Die Platten lagen unter der Matratze, das Gewehr hatte er auf der Brust und neben dem Feldbett lag sein Hund angebunden. So bewachte Friedrich Krefter seine Fundstücke, die er im September 1933 fand: die silbernen und goldenen Gründungsurkunden des Dareios I.

Ein Genie und ein aufstrebender Assistent
Foto: Heiko Krefter

Bonn. (odb) Die Platten lagen unter der Matratze, das Gewehr hatte er auf der Brust und neben dem Feldbett lag sein Hund angebunden. So bewachte Friedrich Krefter seine Fundstücke, die er im September 1933 fand: die silbernen und goldenen Gründungsurkunden des Dareios I.

Durch seine Entdeckung trat der junge Architekt urplötzlich aus dem Schatten seines Chefs Ernst Herzfeld. "Es war wie zwischen einem Chefarzt und einem Oberarzt. Irgendwann wird der Oberarzt besser und besser. Es stellt sich die Frage, wie der Chefarzt damit umgeht", beschreibt Friedrich Krefters Sohn Heiko - selbst ein Mediziner - das zu Beginn vertraute und später angespannte Verhältnis zwischen seinem vergleichsweise unbekannten Vater und dem berühmten ersten deutschen Professor für Orientalistik an der Berliner Humboldt-Universität.

Zu Beginn arbeiteten Herzfeld und Krefter Hand in Hand. Der Orientalistik-Professor und Archäologe benötigte dringend einen Architekten, der das riesige Gelände vermessen und erkunden sollte. In Krefter fand er den richtigen Mann. Mit einer ausgeklügelten Technik vermaß dieser akribisch jeden Stein, wie noch in späteren Aufzeichnungen genau zu erkennen ist. "Als mein Vater Herzfeld kennenlernte, hat er ihn bewundert.

Er war fasziniert von seinem unglaublich breiten Wissen. Herzfeld wiederum war ein Genie, aber im sozialen Umgang nicht immer unproblematisch", berichtet Heiko Krefter, der sich mit dem Leben und Wirken von Herzfeld und seinem Vater intensiv auseinandergesetzt hat. 1933 kam der große Durchbruch: Gemeinsam fanden sie 30 000 Tontafeln - eine Art Archiv des untergegangenen Imperiums. Herzfeld machte sich sogleich an die Entzifferung, während Krefter zunehmend die tägliche Koordination auf der Baustelle übernahm.

Für Herzfeld nahm die Geschichte eine dramatische Wende. Den Nazis passte es nicht, dass ein Forscher mit jüdischen Wurzeln in Persepolis berühmt wurde. Ein weiterer Archäologe und bekennender Nazi, Alexander Langsdorff, der ebenfalls für einige Zeit in Persepolis war, diffamierte Herzfeld in der Heimat aufs Übelste.
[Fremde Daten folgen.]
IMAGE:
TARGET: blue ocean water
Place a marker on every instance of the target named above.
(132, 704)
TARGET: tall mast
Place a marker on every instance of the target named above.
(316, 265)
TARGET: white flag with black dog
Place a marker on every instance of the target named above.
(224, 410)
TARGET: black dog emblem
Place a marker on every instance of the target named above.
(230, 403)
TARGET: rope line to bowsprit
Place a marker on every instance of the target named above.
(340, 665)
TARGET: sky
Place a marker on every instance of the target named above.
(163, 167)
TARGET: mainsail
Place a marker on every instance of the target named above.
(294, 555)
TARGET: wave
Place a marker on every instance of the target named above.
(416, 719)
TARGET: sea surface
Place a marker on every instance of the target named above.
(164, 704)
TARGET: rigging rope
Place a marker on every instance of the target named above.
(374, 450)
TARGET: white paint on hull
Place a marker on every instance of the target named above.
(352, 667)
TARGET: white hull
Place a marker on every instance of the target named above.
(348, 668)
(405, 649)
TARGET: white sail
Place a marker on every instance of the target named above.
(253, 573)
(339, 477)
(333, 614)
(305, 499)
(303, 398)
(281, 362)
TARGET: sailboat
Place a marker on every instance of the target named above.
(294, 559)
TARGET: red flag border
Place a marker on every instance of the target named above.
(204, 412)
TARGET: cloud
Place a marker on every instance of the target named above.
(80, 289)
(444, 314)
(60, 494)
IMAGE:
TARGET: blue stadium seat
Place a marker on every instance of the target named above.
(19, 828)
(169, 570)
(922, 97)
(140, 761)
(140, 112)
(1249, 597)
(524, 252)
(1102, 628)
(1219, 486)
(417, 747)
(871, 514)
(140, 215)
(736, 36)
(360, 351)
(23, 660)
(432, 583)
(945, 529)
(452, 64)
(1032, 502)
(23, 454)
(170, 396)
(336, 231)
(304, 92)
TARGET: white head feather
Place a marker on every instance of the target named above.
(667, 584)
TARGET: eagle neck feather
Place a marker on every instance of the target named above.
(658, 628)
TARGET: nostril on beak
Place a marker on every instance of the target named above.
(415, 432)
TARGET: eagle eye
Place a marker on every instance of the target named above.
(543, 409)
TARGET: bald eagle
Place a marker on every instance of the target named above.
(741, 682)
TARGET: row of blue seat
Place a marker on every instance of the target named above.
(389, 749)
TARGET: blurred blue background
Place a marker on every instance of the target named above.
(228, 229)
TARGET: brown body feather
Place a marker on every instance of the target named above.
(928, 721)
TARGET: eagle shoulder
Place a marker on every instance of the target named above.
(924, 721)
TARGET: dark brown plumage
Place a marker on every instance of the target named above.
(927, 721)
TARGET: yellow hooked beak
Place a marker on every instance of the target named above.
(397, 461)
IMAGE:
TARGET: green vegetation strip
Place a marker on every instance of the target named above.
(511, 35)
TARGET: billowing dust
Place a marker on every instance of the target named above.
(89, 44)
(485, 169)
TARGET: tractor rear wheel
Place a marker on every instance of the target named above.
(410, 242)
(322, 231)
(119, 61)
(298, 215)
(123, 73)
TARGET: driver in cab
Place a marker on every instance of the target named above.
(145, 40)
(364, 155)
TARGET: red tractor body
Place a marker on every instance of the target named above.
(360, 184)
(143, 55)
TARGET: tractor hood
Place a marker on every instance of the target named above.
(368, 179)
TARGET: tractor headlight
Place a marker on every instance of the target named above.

Herzfeld musste abreisen und kämpfte in Deutschland vergebens um seinen Ruf. Währenddessen entdeckte Krefter die Gründungsurkunden - in einer Vertiefung, auf die er seinen Chef schon früh hingewiesen hatte. Dieser konnte ihm das Archäologenglück offensichtlich nicht gönnen. Krefter wiederum fühlte sich nicht anerkannt. Die beiden entfremdeten sich und sprachen zuletzt kein Wort mehr miteinander.

Krefter bekam 1938 eine Professur in Berlin angeboten. Kaum in der Heimat angekommen, sollte er in die NSDAP eintreten. Er weigerte sich - und verlor den versprochenen Posten sogleich. Nach einem Kriegseinsatz und -gefangenschaft in Frankreich zog er nach Rhöndorf ins Haus seiner Eltern und arbeitete von dort als Architekt und Persepolis-Forscher bis zu seinem Tode 1995. Herzfeld emigrierte für einige Jahre in die USA. Er starb 1948 in Basel.